The doctors at Washington University recently received encouraging data from its first testing of mice.

“We actually prevented diabetes in all of the mice we gave our test compound to,” Naseer said. “We’re close, but the problem is we need a minimum of $2 million to complete all these studies in mice.”

To help come up with more funds, the Snow Foundation established a website, thesnowfoundation.org, to raise awareness and has staged events including golf tournaments, celebrity bartending functions and other activities to raise funds.

Stephanie and J.T. also reached out to the Notre Dame family, including former Fighting Irish quarterback Rick Mirer, whom Gebel calls “her little Notre Dame angel,” and Brian Murphy, an NFL player agent and Notre Dame graduate whose wife Lauren is a diabetic.

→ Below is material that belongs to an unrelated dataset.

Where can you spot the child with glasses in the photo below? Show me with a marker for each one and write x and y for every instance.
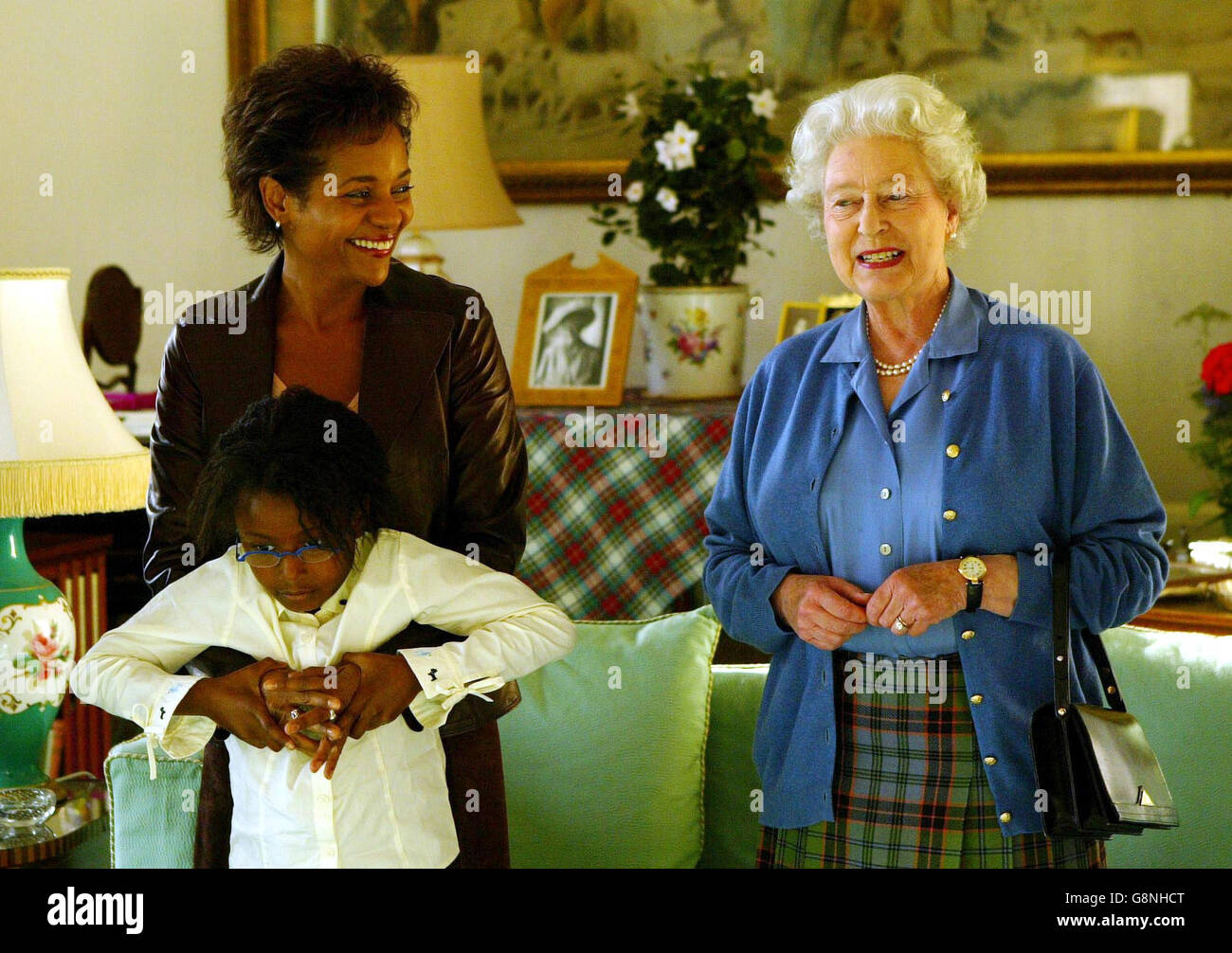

Mirer, who operates the Mirer Family Foundation that provides help for youngsters with health and educational needs, said Raquel’s illness reminded him of former Notre Dame coach Ara Parseghian’s three grandchildren who died from a rare genetic disorder.

“I ran with this because I had a lot of sympathy for Stephanie’s situation, and I wanted to introduce her to people who may be able to help,” Mirer said. “The Notre Dame family rallied around Ara’s situation and made an impact, hopefully eliminating a lot of other kids having to go through that.

“It’s been a little harder because she’s not Ara Parseghian. Eventually, we’ll get the right people aware of it and she’ll get the help she needs.”

Mirer hopes members of Notre Dame’s Monogram Club respond to the cause— and Murphy, who represents current and former NFL players from Notre Dame, believes they’ll step up to the plate, similar to how Jack Snow contributed his time and resources to worthwhile causes.

“This is going to sound corny,” Murphy said, “but this is what they teach you during your four years under the Golden Dome, that part of our purpose here on earth is to make our community better and to help those less fortunate and to give and to give and to give.

“It’s an old philosophy that you give what you get. Jack Snow was actively involved in all these charities, and now it’s time to help his family and a lot of people are anxious to give back to him because he helped so much.”

Once the doctors at Washington University complete the mice studies, the Snow Foundation will have sufficient data to approach a pharmaceutical company and ask it to take over the project.

“Our foundation is the Little Engine That Could,” Stephanie Snow Gebel said. “Keep your eye on us. We’re getting positive hits on the diabetic rounds with the drug we’re working on and positive hits on a drug we’re working on with vision.

“It’s going to be revolutionary. I think there’s a reason my child got this disease. I am a fighter, I am a momma bear, I’m not going to sit back and watch her deteriorate if I can do something about it. I’ve got my dad’s personality. I’m a mini-Jack Snow … ”

In all, Jack Snow had three children and eight grandchildren. In this quest to find a cure for Wolfram, the family still derives inspiration from Jack nearly 10 years after his death.

“He’s watching, and he’s helping out best he can,” said J.T. Snow. “We know that because little things here and there pop up and let us know that he’s paying attention, both he and my mom, Merry Carole, who we lost way too early (to cancer in 1998).

“We see the No. 84 a lot, his number with the Rams. Things that remind us of him, things a family would know. You go to the grocery store, and your grocery bill is like $84 … or a lot of times we travel, and we’re leaving out of Gate 84. Just random things like that let you know my mom and dad are watching.”

“Our foundation is the Little Engine That Could.”